Volvo Trucks is importing its Dynamic Steering system to North America next year. The technology’s practically effortless maneuvering of heavy-duty trucks reduces driver fatigue – and could lessen the need for chiropractors treating their neck and shoulder pain, the company said.
The Swedish truck maker introduced the system, which is designed to reduce steering force by up to 85%, on its cabover trucks in Europe in 2013. It demonstrated the precision of the technology in a video featuring Belgian actor and martial artist Jean-Claude VanDamme. The video has been viewed more than 93 million times.
About one in five European orders include the option, up from about one in 20 six years ago.
Strain from maneuvering in tight areas and vibrations from uneven roads and potholes that travel up the steering shaft cause muscular pain to driver’s arms, shoulders and neck. A Volvo survey of 250 drivers found 82% reported regular pain and 63% said they made more frequent doctor visits.

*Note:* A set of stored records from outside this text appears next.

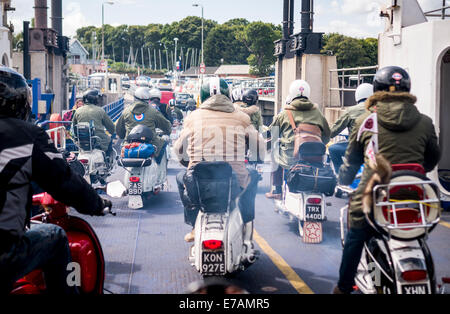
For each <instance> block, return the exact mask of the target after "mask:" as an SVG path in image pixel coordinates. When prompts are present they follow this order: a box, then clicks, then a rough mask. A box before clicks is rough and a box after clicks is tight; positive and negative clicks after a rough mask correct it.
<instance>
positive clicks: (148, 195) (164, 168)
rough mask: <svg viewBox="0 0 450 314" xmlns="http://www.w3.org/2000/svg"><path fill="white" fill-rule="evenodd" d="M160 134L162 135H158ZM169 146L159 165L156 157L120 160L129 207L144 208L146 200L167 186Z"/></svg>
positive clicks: (131, 207)
mask: <svg viewBox="0 0 450 314" xmlns="http://www.w3.org/2000/svg"><path fill="white" fill-rule="evenodd" d="M158 134H160V133H158ZM167 150H168V146H166V148H165V149H164V151H163V152H161V153H160V154H163V156H160V158H161V161H160V163H159V164H158V162H157V161H156V158H155V156H154V155H153V156H150V157H148V158H123V157H120V158H119V160H118V164H119V166H121V167H123V168H124V169H125V170H126V171H125V175H124V180H123V185H124V186H125V188H126V189H127V191H128V207H129V208H132V209H139V208H142V207H144V199H146V198H148V197H149V196H151V195H157V194H158V193H159V192H161V191H162V190H163V189H164V188H165V186H166V185H167V164H168V153H167Z"/></svg>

Volvo said testing shows Dynamic Steering can potentially cut muscular strain by up to 30%. For some repeated motions, strain can be reduced up to 70%.
On a closed course at Volvo Trucks’ plant in Dublin, VA, I put the system to the test driving over speed bumps and mildly swerving into and out of a roadside ditch. Backing the 53-foot flatbed required only a finger on the wheel to keep the truck straight between lane markings. On low-speed evasive maneuvers pointed at cones, steering proved practically effortless.
For the April 2020 introduction on its conventional VNR regional and VNL long-haul trucks in the U.S. and Canada, Volvo humorously chronicles on YouTube the chiropractic treatments drivers endure for aches and pains developed from fighting the steering wheel.
How it works
Volvo Dynamic Steering features an electric motor mounted on top of the hydraulic steering gear. Input from multiple vehicle sensors continuously monitors drivers’ actions, environmental factors and road conditions more than 2,000 times per second.
The system provides up to nine pound-feet of torque in the steering column. It features a return-to-center function for the wheel when the truck is in motion. That makes reversing and maneuvering in tight areas easier.
Other features include:
- Stability control for increased directional stability on the highway at all speeds
- Dampening that improves handling by filtering inputs from the road surface
- Torque offset to compensate for crowned roads and steady crosswinds
ZF Friedrichshafen offers a version of a light-touch steering system called ReAX. Robert Bosch will equip Nikola Motors’ fuel cell-powered Class 8 trucks with its ServoTwin electro-hydraulic steering system early in the next decade.
All three systems enable future automated driving, including lane keeping and centering. Daimler Trucks North America is producing the 2020 Freightliner Cascadia that includes Level 2 partial automation features.
Jan-Inge Svensson, a technology specialist in active steering, led the development of the Volvo system beginning in 2006. It took several years to adapt it for North America because of electrical architecture issues. Europe uses a 24-volt system. North America uses 12 volts.
Dynamic Steering on Volvo buses, which have a take rate of about 40%, aided the transition for North America, Svensson said.
The sales pitch
Volvo marketers think Dynamic Steering will catch on in North America because it is a feature that makes driving easier. That appeals to current drivers and new drivers to whom wrestling a truck is unfamiliar.
“Drivers are the trucking industry’s biggest assets, and opportunities to increase driver recruitment and retention are top-of-mind for our customers,” said Chris Stadler, VTNA product marketing manager.